Los soldados, dispuestos en tres regimientos de infantería y un cuerpo de caballería, triplicaban a los filibusteros en número. Más de dos mil hombres se fueron apostando en la llanura, frente al cerro que ocupaban los Hermanos de la Costa y el resto de los piratas. Sus uniformes deslumbraban.

—Por Júpiter, ¿y Exquemelin? ¿Has tomado disposiciones para que esté al resguardo? —preguntó Morgan a Lefthand mirando por su catalejo.

—Es nuestro mejor médico, Henry. Un hombre se queda con él —repuso el español que había tratado de aliviar en lo posible los padecimientos del padre de Elena.

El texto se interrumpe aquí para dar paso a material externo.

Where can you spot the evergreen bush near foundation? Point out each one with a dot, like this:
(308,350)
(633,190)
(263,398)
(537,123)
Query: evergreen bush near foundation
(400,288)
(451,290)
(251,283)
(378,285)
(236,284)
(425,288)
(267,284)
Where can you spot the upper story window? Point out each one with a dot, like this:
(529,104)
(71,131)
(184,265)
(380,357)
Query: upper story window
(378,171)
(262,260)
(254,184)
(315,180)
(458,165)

Los bucaneros bajaron del cerro y formaron en tres batallones. Por delante, una tropa escogida de doscientos tiradores se situó ordenadamente en dos líneas con la misión de hacer fuego ininterrumpido. Lefthand había camuflado a Mateu, el capellán, entre el grueso del ejército, con el fin de que Morgan no reparase en él y lo mandase delante. La planicie era desigual y estaba embarrada, algo de lo que ya habían advertido los guías a Morgan, que permanecía a retaguardia, flanqueado por sus comandantes.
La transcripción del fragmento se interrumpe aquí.